Police Arrest 17 Bangladeshis Wanted for Human Trafficking

A yearlong investigation by immigration police culminated in the arrest on Saturday of 17 Bangladeshi men hiding in Phnom Penh and Poipet City to avoid charges of human trafficking in their home country, police said Sunday.

Three of the fugitives, arrested   at a guesthouse in Phnom Penh’s Russei Keo district at about 3 p.m., gave up the location of 14 of their countrymen also allegedly involved in the trafficking ring, according to Uk Heisela, chief of investigations at the Interior Ministry’s immigration department.

“We have been investigating this case for the past year, since we received information that they had been involved in trafficking women from Sri Lanka and Bangladesh to…India and Pakistan,” Major General Heisela said.

He declined to say whether the arrests were made at the request of Bangladeshi authorities or comment further on the investigation that led to the arrests.

Sim Sam Ath, immigration police chief at the Poipet International Checkpoint, said some 30 immigration police officers carried out the raid in Poipet City at about 4:30 p.m. Saturday, on the instructions of General Sok Phal, head of the immigration department.
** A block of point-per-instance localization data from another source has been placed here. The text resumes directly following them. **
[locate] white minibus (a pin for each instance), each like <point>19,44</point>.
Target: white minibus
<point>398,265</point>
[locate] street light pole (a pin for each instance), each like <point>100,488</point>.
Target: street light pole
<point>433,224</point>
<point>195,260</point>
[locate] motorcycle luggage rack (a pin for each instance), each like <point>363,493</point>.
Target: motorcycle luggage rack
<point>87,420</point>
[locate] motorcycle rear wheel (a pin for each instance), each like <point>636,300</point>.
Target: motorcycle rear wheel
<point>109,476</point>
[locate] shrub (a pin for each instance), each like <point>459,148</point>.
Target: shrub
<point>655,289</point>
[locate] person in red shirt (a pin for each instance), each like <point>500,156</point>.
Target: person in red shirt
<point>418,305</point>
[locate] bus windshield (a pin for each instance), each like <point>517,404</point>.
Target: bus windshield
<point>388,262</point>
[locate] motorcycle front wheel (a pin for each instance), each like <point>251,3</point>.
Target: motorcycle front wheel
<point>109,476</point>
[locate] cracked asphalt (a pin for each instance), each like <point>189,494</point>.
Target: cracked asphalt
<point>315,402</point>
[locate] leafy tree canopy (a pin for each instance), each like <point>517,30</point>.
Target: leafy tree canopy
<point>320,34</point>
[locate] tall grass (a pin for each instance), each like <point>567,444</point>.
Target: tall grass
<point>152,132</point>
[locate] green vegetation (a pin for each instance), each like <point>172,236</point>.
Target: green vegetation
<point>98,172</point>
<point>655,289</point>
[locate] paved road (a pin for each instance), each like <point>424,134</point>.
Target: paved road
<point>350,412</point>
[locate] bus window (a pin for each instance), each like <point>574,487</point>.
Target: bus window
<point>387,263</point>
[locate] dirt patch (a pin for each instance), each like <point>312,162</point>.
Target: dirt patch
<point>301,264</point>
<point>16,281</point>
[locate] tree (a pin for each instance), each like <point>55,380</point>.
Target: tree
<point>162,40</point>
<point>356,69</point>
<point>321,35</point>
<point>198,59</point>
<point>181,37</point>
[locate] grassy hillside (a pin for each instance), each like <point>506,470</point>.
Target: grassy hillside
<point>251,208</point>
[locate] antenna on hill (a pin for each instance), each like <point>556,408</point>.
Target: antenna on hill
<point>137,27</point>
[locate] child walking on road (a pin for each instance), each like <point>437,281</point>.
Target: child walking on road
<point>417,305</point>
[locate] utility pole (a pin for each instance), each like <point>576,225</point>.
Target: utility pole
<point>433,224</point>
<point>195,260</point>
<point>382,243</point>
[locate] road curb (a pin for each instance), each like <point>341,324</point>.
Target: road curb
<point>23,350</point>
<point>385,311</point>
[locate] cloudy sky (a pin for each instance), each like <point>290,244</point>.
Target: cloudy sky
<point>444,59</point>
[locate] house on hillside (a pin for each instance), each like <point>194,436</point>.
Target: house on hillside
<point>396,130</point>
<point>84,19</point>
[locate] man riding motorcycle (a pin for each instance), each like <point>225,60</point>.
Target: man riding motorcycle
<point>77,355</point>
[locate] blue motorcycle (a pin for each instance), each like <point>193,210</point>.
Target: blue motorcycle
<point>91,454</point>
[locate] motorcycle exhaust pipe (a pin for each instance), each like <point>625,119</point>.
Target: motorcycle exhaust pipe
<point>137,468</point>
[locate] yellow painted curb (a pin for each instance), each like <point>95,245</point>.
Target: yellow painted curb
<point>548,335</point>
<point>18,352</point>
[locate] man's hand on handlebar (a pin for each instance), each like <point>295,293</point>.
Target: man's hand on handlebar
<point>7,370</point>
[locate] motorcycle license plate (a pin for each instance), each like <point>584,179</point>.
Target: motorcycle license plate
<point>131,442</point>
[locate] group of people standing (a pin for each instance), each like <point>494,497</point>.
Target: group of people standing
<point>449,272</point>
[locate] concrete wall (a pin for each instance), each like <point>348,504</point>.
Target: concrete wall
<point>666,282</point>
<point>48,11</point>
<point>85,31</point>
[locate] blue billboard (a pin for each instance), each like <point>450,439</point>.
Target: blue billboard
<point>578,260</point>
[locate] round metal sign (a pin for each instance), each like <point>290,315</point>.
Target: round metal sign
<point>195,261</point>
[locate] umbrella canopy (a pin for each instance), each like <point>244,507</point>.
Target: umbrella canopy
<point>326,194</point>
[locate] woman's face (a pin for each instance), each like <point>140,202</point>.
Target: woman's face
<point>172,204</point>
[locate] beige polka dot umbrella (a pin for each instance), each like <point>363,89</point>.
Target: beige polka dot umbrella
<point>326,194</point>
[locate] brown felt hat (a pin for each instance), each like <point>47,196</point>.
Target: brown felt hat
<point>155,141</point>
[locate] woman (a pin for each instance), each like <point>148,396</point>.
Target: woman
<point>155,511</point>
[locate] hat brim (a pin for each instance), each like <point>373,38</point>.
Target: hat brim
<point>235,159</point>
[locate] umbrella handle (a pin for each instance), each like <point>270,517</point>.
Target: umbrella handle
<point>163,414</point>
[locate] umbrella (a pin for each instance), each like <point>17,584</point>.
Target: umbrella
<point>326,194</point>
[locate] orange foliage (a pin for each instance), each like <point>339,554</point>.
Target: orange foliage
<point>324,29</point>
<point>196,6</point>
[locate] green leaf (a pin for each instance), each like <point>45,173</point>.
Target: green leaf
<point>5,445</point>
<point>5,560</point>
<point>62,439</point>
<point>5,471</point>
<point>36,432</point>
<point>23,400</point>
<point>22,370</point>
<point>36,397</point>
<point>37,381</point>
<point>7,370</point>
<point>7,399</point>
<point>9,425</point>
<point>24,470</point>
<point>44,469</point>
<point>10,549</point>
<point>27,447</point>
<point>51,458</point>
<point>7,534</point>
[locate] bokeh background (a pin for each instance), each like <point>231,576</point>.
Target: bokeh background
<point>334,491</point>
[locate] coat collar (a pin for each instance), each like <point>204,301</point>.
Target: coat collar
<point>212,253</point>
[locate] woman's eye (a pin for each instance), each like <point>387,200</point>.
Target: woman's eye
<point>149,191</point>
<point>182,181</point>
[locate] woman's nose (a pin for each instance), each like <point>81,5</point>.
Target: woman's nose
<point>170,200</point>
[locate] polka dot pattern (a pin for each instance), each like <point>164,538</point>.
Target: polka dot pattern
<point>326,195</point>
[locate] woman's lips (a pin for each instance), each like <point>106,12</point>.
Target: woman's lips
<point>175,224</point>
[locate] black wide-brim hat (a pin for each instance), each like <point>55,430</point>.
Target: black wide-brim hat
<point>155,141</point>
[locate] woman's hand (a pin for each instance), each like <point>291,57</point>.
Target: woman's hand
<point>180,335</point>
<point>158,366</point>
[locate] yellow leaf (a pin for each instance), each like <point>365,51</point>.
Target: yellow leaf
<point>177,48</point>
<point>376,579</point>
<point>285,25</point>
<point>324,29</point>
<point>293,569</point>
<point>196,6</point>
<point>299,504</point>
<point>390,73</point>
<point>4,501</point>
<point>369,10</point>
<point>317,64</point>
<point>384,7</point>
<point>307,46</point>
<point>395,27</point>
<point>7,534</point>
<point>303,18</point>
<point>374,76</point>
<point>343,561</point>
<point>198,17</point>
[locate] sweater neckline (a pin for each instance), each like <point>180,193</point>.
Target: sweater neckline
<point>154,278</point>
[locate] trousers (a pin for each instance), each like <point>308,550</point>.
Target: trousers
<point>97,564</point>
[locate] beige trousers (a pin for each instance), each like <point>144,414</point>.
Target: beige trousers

“After I received the order from General Sok Phal…we began checking all of the guesthouses in Poipet to find the suspects,” Mr. Sam Ath said.

The men were finally discovered in a room at the 999 Guesthouse in Poipet City, he said.

Mr. Sam Ath said the men were in their 20s and 30s and possessed valid passports with expired visas.

Lieutenant General Khun Sambo, deputy head of the immigration department, said the fate of the men, who are being held at the department’s headquarters in Phnom Penh, was still up in the air.

“We are checking to see whether or not there is an extradition treaty between the two countries. But they were living in our country illegally, so we have the right to send them back to their country regardless,” Lt. Gen. Sambo said.

“We had difficulty questioning them today because they cannot speak English, so we need translators,” he added.